How do I access the audit log?
Master Admin, Compliance Admin, and Audit users have access to the audit log.
The audit log page can be opened by clicking on Audit Log in the left-hand menu.
What does the audit log show?
The following information is included for each event recorded by the audit log:
- User: User who initiated the event
- Area: Type of event
- Event: Event that was initiated
- Event status: Status which indicates whether the event succeeded or failed
- IP address: IP address of the user who initiated the event
- Time: Date and time the event was initiated
What types of events does the audit log track?
The log is categorized by user, account, connector, recovery, compliance, and security events.
- User events track all events related to account sign-ins, tokens, users
- Account events track all events related to the account
- Connector events track changes to connectors
- Recovery events track all browsing activity, restore and download jobs
- Compliance events track RTBF label activity
- Security events track all changes to SSO, MFA, and SIEM integrations
What events does the audit log record?
The audit log records every time a user:
- Creates a secondary token (e.g., signs in or creates an API token)
- Deletes a secondary token (e.g., signs out or deletes an API token)
- Signs out everywhere
- Has failed authentication attempt (e.g., has a failed sign-in attempt)
- Creates or deletes a new user
- Changes username, email, role, password, or expiration date of a user
- Changes company name
- Changes account language
- Changes contact email
- Agrees to updated Terms of Service
- Creates a new connector
- Changes connector name
- Updates a backup configuration
- Changes connector snapshot retention
- Changes the number of API requests (Salesforce connector)

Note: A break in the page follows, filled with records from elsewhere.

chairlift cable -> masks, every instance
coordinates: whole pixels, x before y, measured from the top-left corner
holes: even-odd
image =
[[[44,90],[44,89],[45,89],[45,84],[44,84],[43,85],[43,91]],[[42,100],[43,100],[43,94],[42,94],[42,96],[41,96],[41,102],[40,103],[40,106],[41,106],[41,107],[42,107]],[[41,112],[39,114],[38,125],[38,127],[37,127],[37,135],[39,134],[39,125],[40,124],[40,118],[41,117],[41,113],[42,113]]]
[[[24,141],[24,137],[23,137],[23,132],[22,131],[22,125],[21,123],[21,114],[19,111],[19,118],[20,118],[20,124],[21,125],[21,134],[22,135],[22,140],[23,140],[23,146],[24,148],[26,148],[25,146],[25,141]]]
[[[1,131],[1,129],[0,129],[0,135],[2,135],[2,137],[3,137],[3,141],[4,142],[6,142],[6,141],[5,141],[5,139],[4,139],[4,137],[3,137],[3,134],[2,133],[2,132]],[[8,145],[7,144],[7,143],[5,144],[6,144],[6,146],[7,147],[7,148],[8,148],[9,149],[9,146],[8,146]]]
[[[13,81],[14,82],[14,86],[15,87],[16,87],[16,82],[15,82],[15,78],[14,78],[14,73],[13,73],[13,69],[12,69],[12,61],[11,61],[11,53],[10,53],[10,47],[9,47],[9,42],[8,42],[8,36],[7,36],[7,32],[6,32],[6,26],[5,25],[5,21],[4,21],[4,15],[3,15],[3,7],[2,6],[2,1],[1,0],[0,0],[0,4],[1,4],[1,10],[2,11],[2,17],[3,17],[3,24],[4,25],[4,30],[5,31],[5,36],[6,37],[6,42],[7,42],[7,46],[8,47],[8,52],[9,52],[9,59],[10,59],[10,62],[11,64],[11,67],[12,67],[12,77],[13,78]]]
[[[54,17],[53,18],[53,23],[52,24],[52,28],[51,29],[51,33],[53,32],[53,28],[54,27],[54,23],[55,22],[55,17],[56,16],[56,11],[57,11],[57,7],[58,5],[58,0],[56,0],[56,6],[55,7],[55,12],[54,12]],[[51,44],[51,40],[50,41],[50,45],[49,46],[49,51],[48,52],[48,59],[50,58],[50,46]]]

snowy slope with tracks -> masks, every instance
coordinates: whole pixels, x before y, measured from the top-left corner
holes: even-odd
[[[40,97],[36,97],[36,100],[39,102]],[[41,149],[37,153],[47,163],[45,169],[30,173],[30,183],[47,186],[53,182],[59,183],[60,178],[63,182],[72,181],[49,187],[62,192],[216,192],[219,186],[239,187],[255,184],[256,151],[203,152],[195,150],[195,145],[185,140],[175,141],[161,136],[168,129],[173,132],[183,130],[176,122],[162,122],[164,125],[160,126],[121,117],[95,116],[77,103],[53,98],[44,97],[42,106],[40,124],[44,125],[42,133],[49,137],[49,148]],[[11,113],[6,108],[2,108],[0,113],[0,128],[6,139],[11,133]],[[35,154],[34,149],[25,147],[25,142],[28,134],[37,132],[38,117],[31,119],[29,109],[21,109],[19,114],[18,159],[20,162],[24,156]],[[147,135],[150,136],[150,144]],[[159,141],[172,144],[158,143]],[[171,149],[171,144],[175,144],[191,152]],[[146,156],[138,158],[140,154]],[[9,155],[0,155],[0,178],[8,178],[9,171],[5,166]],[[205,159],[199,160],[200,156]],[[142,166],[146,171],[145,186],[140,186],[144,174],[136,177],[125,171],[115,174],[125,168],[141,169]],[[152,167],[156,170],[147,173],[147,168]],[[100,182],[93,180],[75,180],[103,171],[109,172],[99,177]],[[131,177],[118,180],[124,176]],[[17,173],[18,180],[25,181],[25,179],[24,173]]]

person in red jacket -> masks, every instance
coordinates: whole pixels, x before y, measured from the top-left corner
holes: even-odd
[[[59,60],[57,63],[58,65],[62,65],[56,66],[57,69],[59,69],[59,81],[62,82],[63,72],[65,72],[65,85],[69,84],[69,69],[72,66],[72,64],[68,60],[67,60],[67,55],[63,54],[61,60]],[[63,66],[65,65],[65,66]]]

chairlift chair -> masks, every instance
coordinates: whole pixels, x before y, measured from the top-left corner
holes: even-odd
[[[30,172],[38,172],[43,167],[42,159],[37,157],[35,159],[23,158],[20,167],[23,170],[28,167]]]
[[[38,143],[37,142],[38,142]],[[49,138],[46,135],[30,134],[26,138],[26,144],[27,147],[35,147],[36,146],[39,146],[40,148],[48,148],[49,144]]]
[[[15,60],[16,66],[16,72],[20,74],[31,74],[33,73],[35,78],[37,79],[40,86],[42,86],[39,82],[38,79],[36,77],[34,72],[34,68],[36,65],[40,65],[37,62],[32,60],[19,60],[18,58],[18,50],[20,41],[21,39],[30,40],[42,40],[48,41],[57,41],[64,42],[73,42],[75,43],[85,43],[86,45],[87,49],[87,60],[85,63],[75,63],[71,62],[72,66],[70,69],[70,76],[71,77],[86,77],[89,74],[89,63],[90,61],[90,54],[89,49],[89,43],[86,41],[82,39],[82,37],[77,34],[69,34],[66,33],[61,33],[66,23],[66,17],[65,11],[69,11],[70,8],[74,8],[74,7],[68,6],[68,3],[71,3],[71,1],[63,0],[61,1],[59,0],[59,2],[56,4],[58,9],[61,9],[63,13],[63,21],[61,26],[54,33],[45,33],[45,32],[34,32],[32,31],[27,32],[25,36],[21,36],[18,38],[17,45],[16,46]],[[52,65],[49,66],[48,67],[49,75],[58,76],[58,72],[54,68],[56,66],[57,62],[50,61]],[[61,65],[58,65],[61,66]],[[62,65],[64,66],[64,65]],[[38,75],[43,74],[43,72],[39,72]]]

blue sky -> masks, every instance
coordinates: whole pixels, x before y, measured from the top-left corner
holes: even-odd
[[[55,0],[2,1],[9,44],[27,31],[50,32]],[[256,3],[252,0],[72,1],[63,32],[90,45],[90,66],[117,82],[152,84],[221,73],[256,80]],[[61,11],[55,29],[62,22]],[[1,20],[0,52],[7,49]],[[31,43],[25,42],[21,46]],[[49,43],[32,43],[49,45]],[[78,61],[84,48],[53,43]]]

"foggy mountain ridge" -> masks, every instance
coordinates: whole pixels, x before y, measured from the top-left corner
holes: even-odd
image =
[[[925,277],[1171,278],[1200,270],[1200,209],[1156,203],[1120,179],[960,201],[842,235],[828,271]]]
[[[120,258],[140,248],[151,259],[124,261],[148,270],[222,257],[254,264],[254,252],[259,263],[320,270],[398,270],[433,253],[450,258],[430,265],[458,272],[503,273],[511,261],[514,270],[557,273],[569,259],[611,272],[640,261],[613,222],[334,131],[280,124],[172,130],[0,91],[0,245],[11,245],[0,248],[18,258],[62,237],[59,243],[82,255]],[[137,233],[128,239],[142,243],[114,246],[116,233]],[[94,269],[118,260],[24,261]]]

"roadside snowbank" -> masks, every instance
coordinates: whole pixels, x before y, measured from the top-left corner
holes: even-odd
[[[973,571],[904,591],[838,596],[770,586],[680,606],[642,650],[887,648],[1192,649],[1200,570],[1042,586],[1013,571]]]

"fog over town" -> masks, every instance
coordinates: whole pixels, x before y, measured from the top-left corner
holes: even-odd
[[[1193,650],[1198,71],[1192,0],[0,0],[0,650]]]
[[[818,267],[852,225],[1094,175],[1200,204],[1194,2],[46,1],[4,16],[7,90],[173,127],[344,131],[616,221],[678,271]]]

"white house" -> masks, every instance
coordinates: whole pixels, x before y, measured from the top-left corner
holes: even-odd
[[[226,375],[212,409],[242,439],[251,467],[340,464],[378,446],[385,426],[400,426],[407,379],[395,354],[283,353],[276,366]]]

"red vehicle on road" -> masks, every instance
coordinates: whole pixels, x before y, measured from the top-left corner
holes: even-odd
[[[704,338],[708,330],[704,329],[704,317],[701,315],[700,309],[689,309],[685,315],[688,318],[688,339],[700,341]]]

- Changes connector geo location
- Deletes a connector
- Revives a connector
- Adds or removes a user from connector access list
- Generates or downloads a compliance report
- Schedules a backup (a backup is scheduled the first time a user creates a connector - the next backups run automatically and are not recorded in the logs)
- Schedules a restore (includes import)
- Schedules an item restore
- Creates or deletes a shared link
- Adds a password to a shared link
- Downloads a file
- Downloads a folder as a .zip file
- Downloads a folder as a .pst file
- Previews a file
- Views the dashboard page of a connector
- Browses data (i.e., opens folders in a connector)
- Browses a shared folder (an outside user)
- Creates, edits, or deletes a new SSO configuration
- Enables or disables an SSO configuration
- Enables, updates, or disables MFA
- Adds or deletes a SIEM integration
- Assigns or removes an RTBF label
Filtering audit logs
You can enter terms in the filter field to narrow down the audit data.
You can also use the available filter categories by selecting the filter icon. Make your selections and then select Apply filters.
Downloading the audit log
You can download a CSV file of the audit log by selecting the download icon in the toolbar.
If you filter the list before starting the download, the CSV file is also filtered this way.